Atau memuji mereka atas pengajaran mereka, atau secara samar-samar menyatakan kepada mereka bahwa keponakan mereka bersedia pindah ke Sekolah Menengah No. 1 Jinlin.
__ADS_1
Ini membuat Gu Tao dan direktur sekolah semakin penting bagi Ye Han saat mereka bersemangat.
Oleh karena itu, Ye Han ini harus diberikan, tetapi bagaimana cara menghadiahkannya harus dibahas dengan hati-hati.
Pada akhirnya, Gu Tao dan anggota dewan sekolah menegosiasikan rencana hadiah.

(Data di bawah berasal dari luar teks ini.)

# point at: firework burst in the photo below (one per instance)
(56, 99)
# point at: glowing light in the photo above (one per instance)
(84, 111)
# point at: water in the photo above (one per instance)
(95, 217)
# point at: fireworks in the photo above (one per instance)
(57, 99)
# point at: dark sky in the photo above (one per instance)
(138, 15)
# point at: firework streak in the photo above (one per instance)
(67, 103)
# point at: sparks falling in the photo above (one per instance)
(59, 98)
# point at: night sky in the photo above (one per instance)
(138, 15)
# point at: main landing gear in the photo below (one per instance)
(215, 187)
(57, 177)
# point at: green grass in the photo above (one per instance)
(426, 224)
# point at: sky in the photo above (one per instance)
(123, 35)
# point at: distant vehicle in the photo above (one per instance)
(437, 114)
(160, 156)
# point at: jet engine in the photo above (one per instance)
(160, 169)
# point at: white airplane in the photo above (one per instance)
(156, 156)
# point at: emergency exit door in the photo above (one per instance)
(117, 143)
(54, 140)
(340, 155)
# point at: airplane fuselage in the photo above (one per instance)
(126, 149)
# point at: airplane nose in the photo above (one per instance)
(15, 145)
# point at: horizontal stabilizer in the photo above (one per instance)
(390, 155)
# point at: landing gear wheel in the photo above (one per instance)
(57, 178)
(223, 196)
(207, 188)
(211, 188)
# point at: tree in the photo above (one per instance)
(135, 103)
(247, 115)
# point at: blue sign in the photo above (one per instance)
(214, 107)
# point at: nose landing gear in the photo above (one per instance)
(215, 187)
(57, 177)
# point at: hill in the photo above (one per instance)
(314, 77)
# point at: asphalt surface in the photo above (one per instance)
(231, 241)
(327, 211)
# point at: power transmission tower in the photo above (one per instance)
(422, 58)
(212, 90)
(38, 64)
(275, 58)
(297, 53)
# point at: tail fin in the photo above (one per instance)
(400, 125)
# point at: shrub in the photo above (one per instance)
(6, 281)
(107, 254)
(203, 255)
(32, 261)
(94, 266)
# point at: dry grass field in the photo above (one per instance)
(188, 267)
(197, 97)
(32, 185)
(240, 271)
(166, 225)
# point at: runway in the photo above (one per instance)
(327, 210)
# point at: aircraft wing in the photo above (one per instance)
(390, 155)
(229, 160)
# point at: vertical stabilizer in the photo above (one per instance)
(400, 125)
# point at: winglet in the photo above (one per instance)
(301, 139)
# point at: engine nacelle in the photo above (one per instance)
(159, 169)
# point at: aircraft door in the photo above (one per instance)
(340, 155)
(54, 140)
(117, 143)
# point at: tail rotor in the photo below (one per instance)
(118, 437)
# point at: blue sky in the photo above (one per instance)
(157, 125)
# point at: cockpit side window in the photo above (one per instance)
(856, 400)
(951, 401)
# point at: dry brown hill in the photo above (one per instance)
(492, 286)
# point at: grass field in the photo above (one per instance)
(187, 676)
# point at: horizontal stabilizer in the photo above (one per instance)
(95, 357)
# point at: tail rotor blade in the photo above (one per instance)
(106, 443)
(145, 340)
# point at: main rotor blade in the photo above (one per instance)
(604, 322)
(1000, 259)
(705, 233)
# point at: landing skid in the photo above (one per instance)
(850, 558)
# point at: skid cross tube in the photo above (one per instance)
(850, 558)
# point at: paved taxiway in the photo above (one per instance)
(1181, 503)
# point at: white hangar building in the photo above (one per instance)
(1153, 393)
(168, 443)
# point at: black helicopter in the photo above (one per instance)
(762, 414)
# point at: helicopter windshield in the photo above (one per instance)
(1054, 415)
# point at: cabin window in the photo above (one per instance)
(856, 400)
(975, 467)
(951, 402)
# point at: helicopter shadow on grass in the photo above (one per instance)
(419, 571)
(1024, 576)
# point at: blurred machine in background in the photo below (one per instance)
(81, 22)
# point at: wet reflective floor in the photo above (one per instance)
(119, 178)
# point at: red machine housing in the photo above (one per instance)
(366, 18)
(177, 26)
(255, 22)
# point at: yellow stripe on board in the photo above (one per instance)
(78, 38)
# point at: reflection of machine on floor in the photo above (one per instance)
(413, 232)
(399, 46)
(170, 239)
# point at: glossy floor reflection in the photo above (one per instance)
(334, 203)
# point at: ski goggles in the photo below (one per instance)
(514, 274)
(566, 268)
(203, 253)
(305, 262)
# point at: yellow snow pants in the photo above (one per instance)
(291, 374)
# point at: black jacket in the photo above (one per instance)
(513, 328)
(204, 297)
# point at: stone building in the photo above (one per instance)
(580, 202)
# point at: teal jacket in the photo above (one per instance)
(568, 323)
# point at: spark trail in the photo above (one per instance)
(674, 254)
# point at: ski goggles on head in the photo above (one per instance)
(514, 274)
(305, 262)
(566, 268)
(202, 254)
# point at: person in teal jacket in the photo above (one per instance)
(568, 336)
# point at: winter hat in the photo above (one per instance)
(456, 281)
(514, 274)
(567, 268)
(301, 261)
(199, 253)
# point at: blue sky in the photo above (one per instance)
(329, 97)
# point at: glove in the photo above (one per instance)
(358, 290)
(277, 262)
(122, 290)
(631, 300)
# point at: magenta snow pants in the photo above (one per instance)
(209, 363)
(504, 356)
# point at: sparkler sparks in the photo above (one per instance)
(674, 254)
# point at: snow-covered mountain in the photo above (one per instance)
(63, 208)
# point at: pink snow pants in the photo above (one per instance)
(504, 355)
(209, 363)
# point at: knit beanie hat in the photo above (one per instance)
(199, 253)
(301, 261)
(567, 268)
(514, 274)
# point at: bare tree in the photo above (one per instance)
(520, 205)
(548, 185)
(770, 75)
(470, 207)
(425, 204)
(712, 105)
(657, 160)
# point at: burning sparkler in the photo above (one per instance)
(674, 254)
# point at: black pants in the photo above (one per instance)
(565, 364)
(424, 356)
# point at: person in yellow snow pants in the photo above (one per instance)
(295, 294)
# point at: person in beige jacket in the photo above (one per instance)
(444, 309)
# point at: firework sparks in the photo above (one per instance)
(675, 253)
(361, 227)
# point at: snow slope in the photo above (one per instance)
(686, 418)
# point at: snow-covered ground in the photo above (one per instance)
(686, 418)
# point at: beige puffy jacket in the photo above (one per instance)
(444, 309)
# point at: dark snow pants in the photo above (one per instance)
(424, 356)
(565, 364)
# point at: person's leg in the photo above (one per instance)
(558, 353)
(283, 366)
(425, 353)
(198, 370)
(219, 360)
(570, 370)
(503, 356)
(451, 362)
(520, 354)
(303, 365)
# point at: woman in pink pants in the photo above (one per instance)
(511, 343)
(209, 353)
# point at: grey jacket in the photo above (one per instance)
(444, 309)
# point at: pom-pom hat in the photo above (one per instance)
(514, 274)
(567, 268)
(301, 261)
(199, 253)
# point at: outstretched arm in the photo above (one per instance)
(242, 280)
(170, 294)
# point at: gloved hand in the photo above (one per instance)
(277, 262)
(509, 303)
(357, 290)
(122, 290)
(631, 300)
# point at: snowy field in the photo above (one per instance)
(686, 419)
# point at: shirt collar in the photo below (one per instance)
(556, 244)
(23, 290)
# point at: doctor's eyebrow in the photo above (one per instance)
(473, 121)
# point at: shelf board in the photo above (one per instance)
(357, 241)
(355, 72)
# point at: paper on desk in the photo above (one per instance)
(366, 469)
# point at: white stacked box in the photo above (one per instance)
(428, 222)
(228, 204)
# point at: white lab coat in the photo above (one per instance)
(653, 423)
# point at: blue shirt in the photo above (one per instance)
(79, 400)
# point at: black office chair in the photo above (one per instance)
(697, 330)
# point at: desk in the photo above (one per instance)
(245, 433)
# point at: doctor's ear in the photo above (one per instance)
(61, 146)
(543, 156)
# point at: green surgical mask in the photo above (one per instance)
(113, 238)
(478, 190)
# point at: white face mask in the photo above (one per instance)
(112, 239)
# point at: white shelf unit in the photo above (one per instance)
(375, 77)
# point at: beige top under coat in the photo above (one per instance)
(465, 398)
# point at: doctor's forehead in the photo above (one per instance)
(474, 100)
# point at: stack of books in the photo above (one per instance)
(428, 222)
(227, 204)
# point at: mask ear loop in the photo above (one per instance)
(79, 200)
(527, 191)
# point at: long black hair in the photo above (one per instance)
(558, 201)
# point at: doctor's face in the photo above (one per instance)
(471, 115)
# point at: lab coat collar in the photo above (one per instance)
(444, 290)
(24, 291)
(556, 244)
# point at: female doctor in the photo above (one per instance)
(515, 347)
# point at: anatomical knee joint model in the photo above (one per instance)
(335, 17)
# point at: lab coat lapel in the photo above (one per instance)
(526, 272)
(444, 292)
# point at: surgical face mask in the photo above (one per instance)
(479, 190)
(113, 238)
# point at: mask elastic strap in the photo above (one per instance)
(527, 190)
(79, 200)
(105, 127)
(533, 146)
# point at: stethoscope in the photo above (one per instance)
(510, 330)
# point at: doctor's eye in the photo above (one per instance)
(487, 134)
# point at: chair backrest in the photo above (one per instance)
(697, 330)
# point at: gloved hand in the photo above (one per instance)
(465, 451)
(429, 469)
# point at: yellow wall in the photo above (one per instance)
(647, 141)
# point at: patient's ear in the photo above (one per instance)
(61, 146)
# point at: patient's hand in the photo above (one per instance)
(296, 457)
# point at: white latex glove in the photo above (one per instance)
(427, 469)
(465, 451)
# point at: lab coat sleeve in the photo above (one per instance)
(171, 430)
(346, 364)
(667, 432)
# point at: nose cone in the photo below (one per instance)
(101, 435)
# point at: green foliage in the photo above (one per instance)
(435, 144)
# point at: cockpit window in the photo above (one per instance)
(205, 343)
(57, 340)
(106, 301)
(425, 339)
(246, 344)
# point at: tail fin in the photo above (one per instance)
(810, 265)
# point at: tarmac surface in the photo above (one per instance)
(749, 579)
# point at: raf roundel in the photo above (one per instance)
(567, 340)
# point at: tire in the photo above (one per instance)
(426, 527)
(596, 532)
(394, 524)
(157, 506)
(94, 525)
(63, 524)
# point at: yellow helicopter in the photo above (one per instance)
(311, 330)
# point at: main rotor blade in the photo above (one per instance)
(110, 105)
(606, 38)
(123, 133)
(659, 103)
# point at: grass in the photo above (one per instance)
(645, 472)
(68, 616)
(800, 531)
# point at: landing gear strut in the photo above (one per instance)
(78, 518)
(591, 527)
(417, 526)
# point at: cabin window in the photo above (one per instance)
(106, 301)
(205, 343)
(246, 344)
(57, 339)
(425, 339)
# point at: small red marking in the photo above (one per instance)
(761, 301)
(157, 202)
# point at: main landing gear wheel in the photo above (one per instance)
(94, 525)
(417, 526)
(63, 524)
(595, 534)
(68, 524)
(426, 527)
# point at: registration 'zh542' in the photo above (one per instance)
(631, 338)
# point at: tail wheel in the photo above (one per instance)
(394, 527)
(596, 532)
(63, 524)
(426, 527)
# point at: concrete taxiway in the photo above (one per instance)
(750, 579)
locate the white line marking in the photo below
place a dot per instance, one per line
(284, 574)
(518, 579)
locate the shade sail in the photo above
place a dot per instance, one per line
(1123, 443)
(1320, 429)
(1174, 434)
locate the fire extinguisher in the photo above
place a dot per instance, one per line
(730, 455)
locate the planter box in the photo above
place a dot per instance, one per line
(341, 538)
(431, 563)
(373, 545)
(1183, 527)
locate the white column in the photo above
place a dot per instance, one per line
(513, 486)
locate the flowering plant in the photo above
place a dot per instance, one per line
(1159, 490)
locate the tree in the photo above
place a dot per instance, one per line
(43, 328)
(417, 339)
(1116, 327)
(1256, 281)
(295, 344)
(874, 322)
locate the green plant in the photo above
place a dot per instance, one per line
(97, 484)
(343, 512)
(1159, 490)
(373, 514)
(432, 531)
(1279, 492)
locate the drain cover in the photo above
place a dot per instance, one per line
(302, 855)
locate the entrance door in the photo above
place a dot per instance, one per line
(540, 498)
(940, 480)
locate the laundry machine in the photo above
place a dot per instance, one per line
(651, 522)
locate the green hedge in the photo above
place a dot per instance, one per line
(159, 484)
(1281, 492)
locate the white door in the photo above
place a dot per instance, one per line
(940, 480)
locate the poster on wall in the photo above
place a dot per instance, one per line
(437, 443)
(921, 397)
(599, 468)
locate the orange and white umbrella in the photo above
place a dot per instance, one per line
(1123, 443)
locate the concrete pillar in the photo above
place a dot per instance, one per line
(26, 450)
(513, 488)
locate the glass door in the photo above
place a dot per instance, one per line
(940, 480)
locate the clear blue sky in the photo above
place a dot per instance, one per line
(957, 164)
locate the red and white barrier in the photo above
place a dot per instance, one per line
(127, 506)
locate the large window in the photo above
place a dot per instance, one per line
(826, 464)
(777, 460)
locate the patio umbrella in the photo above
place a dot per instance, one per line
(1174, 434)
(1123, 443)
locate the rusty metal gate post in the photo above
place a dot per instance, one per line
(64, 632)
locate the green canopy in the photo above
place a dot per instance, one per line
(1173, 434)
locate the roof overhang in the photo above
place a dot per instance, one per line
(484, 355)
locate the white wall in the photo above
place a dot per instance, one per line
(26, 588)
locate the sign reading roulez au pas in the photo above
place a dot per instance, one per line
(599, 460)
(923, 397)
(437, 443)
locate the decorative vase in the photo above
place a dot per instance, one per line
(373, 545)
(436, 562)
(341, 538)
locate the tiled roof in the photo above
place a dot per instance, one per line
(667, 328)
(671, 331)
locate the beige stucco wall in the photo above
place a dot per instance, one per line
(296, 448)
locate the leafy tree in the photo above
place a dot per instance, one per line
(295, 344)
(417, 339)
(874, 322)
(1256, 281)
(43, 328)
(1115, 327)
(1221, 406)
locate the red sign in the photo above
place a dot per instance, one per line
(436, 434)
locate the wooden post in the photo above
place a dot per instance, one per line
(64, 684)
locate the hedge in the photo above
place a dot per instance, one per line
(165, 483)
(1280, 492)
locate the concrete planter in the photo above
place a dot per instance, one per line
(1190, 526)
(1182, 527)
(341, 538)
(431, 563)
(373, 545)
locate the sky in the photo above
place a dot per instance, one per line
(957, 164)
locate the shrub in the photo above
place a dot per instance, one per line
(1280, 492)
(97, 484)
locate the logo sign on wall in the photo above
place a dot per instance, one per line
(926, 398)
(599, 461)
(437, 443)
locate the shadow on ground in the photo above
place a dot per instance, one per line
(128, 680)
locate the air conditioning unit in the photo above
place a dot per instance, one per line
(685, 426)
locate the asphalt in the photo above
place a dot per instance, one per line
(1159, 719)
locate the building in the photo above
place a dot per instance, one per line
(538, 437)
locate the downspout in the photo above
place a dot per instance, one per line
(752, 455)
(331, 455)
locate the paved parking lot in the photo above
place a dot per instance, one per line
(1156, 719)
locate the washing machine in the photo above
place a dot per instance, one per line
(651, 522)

Beasiswa 100.000 Koin Nasional Naga dan gelar siswa kehormatan digunakan untuk memuji Ye Han atas kualitasnya yang luar biasa.
Tidak perlu merinci tentang Koin Nasional Naga. Soal gelar mahasiswa honorer memang tidak sederhana.
Di dunia ini, tidak seperti di bumi, di sekolah menengah mana pun, teman sekelas yang telah memenangkan gelar siswa kehormatan berarti satu kaki telah melangkah ke pintu universitas-institusi tertinggi.
Bisa dibilang gelar siswa honorer lebih berharga dari mata uang seratus ribu naga.
Li Jing di samping juga iri.
Anda tahu, bahkan di universitas, siswa kehormatan dari berbagai sekolah menengah tidak diragukan lagi adalah pria dunia.
Saat ini, sebagian besar orang paling berkuasa di Longjiang telah memenangkan gelar siswa kehormatan selama masa studi mereka.
__ADS_1
Dapat dikatakan bahwa begitu Ye Han mendapatkan gelar ini, titik awalnya telah melampaui 99% siswa.
Bisa dibayangkan betapa langka siswa honorer ini.